Second, LLMs have proved that AI which gets unlimited training data can provide breakthroughs in AI capabilities. But they are not the whole universe of AIs. Some other AI tool, distinct from LLMs, which ingests en masse as much health data as it can could provide health and human longevity outcomes which could outweigh an individual's right to privacy.

If transformers can benefit from scale, why not some other, existing or yet to be found, AI technology?

We should be supporting a Common Crawl for health records, digitizing old health records, and shaming/forcing hospitals, research labs, and clinics into submitting all their data for a future AI to wade into and understand.

replies(2): >>cj+pH2 >>davkan+1J3

>>andy99+I41
If you overtrain the model may include verbatim copies of your training material, and may be able to produce verbatim copies of the original in its output.

If Microsoft truly believes that the trained output doesn't violate copyright then it should be forced to prove that by training it on all its internal source code, including Windows.

>>Sai_+dZ1
> could outweigh an individual's right to privacy.

If that’s the case, let’s put it on the ballet and vote for it.

I’m tired of big tech making policy decisions by “asking for permission later” and getting away with everything.

If there truly is some breakthrough and all we need is everyone’s data, tell the population and sell it to the people and let’s vote on it!

replies(1): >>Sai_+Fo4

>>twoodf+C01
How is it a copy at all?

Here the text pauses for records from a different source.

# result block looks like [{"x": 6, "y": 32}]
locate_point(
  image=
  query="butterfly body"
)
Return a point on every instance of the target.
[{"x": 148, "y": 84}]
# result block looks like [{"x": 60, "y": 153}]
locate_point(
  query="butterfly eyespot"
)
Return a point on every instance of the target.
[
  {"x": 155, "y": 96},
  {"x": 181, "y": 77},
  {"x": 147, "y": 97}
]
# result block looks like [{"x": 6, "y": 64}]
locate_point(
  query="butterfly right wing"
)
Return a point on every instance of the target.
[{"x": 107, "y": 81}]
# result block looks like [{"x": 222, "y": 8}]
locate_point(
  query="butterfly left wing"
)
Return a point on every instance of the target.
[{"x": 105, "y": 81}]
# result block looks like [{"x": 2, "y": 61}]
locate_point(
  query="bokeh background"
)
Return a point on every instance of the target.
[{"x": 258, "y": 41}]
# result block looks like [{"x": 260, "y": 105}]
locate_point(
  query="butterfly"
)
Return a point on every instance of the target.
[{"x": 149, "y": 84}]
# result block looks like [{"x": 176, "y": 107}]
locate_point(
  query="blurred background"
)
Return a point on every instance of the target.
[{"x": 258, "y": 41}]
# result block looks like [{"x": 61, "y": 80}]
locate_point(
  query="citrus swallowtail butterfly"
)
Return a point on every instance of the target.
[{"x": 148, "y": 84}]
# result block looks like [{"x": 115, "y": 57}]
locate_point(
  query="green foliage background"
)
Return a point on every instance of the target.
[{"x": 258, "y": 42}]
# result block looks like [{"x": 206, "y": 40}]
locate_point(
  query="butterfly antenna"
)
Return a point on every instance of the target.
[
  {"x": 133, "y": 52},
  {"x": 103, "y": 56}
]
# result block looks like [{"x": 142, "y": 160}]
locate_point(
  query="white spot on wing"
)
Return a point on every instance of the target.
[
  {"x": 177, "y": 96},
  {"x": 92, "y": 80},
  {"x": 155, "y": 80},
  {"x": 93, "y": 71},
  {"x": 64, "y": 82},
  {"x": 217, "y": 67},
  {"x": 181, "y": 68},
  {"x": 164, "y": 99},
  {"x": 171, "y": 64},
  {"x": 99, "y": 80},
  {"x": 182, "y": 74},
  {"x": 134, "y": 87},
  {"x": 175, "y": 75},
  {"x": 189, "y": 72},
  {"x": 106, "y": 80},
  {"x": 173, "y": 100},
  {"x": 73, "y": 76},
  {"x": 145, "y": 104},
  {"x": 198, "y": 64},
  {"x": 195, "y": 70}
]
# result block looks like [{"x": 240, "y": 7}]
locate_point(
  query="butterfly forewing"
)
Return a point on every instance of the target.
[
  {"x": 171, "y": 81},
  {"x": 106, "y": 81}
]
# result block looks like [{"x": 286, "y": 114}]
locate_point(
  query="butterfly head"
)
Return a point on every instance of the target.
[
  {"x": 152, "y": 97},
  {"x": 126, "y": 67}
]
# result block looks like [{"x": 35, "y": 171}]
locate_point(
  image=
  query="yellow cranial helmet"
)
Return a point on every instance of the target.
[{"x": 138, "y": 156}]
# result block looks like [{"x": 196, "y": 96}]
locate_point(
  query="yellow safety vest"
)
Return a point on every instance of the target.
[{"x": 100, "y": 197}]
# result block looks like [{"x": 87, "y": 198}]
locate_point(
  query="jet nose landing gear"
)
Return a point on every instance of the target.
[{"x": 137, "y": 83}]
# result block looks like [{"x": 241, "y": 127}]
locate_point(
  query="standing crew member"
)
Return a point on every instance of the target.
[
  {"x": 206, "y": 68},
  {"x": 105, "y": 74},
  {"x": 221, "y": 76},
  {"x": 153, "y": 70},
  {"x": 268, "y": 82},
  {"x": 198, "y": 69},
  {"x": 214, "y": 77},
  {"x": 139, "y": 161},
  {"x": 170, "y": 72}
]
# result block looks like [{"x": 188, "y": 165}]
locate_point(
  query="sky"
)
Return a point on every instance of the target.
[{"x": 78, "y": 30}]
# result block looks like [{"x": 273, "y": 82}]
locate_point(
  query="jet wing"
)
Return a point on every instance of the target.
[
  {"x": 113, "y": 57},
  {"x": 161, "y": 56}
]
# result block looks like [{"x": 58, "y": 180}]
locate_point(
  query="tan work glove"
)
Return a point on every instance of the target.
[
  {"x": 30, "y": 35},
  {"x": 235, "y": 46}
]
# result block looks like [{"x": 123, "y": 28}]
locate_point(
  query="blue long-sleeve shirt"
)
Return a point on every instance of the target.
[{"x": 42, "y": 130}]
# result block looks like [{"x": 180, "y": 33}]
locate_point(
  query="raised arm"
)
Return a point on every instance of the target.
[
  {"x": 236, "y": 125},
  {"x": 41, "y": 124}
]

Surely the model weights would therefore be much larger than the corpus of training data, which is not the case at all.

If it disgorges parts of NYT articles, how do we know this is not a common phrase, or the article isn't referenced verbatim on another, unpaid site?

I agree that if it uses the whole content of their articles for training, then NYT should get paid, but I'm not sure that they specifically trained on "paid NYT articles" as a topic, though I'm happy to be corrected.

I also think that companies and authors extremely overvalue the tiny fragments of their work in the huge pool of training data, I think there's a bit of a "main character" vibe going on.

>>alfied+S6
NYT seemed to claim paid subscriptions as well, which I'm not sure that bots can actually crawl.

>>Sai_+dZ1
> Furthering the S3 health data thought exercise: If OpenAI got their hands on an S3 bucket from Aetna (or any major insurer) with full and complete health records on every American, due to Aetna lacking security or leaking a S3 bucket, should OpenAI or any other LLM provider be allowed to use the data in its training even if they strip out patient names before feeding it into training?

To me this says that openai would have access to ill-gotten raw patient data and would do the PII stripping themselves.

>>cj+pH2
> I’m tired of big tech making policy decisions by “asking for permission later” and getting away with everything

> If that’s the case, let’s put it on the ballet and vote for it.

This vote will mean "faster horses" for everyone. Exponential progress by committee is almost unheard of.

>>simonw+6O
sorry, books3 is indeed what I meant.